# Venice in June/July



## how2fish (Jan 21, 2008)

Most of what I have read regarding tuna/wahoo fishing Venice has been the winter and early spring bites..what are the chances of a good tuna/wahoo bite in mid June and July is it night only fishing ? Due to a number of factors I could not get down this winter and would like to try it early summer, but don't want to be limited to just bottom fishing..not that I don't love to bottom fish..

thanks for any info..


----------



## MakairaPullingLures (Nov 11, 2009)

tuna fishingis year around, andjune/julyis as good as it gets out of venice for all blue water species.


----------



## dogonenuts (May 16, 2009)

I went to Venice for the first time last July thinking we would slay the YFT, but it didn't happen. Most of last summer, the blue water was pushed out 100 miles or more and the pelagics other than a few small blackfin just weren't there. Neither were the mahi. We did some great bottom fishing, but unless you live in those parts it is a good ride to go bottom fishing. A couple of differences in the summer are the huge tuna are less common. I think the mahi take the place of the wahoo in the summer.

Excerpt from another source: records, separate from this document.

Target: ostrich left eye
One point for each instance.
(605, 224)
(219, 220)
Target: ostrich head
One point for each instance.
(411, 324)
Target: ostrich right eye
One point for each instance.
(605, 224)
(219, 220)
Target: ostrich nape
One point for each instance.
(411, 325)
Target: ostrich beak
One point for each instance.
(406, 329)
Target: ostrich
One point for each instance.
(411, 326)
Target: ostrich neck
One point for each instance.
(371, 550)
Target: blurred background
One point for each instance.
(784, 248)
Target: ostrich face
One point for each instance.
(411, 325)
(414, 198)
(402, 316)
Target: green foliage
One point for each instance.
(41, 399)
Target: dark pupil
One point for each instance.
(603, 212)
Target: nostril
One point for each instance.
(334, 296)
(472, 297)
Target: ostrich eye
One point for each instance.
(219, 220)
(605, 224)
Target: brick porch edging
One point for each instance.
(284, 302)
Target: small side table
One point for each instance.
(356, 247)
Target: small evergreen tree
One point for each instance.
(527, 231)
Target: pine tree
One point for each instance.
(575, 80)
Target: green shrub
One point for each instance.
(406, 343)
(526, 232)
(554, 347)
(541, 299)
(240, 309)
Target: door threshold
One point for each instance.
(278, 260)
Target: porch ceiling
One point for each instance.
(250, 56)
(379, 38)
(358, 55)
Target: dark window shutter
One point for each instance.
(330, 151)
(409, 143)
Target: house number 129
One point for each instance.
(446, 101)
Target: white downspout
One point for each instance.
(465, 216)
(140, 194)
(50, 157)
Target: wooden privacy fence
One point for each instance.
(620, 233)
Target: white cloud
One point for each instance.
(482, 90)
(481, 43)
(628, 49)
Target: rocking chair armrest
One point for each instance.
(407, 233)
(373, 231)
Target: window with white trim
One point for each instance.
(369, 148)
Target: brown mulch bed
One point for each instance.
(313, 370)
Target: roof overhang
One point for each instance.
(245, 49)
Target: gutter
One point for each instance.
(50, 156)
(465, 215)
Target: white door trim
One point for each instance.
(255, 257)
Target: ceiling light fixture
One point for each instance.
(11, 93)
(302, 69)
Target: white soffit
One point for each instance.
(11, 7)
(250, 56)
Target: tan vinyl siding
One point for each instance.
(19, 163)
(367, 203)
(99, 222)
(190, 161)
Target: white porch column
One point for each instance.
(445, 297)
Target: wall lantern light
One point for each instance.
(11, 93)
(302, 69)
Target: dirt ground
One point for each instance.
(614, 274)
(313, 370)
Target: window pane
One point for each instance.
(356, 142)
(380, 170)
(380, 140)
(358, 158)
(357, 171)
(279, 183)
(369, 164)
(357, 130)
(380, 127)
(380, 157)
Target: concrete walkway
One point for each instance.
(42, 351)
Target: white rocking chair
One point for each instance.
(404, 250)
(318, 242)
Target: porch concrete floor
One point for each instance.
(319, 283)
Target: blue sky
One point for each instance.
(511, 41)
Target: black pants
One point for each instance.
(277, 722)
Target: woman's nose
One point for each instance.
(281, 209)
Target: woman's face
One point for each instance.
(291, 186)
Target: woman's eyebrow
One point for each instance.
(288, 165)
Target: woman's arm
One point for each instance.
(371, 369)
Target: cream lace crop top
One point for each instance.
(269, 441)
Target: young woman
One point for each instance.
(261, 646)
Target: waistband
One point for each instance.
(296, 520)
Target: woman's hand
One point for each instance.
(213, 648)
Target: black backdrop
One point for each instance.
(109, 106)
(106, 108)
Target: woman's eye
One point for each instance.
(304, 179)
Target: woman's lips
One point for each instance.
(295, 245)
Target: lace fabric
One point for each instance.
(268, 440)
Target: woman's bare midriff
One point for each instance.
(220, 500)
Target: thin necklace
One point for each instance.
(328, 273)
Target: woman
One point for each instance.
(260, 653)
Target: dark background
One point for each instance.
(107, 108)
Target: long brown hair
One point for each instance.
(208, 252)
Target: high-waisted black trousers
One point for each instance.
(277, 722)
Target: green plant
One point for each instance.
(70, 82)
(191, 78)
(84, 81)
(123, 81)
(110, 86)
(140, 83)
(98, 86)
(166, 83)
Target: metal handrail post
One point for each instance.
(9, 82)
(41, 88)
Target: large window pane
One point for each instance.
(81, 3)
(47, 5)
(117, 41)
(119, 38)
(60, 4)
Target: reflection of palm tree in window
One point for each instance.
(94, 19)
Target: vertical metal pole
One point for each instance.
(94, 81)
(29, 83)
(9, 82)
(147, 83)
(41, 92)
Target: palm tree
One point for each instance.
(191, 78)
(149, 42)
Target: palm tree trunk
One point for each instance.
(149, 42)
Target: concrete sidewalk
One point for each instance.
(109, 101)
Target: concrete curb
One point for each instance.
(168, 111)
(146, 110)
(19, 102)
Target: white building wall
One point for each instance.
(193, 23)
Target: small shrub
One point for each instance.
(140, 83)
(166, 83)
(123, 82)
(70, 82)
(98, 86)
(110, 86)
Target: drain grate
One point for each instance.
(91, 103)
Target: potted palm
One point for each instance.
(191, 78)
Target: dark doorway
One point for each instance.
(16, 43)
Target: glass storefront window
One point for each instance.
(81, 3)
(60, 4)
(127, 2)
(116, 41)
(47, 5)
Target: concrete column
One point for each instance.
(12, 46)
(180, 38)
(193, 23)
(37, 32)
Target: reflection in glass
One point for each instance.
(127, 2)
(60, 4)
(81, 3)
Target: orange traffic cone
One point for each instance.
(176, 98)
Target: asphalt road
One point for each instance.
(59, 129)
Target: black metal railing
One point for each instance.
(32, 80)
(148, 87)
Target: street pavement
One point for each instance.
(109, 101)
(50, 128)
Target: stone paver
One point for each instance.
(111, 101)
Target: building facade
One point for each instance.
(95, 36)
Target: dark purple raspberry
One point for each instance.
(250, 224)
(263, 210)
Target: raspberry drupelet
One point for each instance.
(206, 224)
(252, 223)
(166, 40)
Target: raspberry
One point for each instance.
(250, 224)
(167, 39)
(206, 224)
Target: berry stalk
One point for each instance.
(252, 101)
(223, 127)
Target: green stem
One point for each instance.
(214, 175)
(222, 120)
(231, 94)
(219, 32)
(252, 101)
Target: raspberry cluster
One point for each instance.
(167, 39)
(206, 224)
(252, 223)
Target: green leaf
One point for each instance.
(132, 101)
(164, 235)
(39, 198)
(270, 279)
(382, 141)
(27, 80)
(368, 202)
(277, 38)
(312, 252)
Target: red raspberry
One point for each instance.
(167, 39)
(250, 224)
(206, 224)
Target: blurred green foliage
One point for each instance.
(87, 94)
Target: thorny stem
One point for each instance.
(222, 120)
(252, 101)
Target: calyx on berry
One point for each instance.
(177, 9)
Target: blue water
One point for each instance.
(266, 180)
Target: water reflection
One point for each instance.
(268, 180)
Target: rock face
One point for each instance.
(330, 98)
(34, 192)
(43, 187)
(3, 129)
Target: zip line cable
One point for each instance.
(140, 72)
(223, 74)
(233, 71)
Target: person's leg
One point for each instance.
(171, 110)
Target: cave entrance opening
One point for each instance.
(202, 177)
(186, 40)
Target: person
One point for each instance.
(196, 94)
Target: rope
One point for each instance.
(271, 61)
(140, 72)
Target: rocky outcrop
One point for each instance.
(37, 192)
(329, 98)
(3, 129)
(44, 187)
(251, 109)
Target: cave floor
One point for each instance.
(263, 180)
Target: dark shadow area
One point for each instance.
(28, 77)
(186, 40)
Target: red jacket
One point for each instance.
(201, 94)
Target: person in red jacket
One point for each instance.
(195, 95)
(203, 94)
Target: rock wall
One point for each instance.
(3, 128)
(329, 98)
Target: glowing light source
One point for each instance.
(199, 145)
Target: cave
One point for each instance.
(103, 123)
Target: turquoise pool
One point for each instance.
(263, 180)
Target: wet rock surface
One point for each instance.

Get a subcription to Hilton's or some other mapping service or just watch for blue water reports before you go or you may be disappointed.



Nuts


----------



## Capt. Mike Ellis (Oct 23, 2007)

The best fishing Venice has to offer is the summer time tuna fishing. I say this because of the weather is the most predictable. And the fish are also in patterns where they are easy to follow also. The winter is the time for the bigger fish yes. But it is also the most inconsistant time of the year. Plus the weather is usualy pretty crappy. The average tuna in the summer is in the 50-70lb range with a fish over 100 coming every couple of trips or so. The dolphin and other bottom fish are a good bounus on the way in from tuna fishing. A summer trip generaly will see you with 6-10 yellows and your limit of snapper. Give Venice a shot this summer you wont be disappointed. Not saying you wont get a freak weather problem like the dirty water we had last year. But that is definately not the norm.

Capt. Mike


----------



## how2fish (Jan 21, 2008)

Thanks to all of youfor the info ...


----------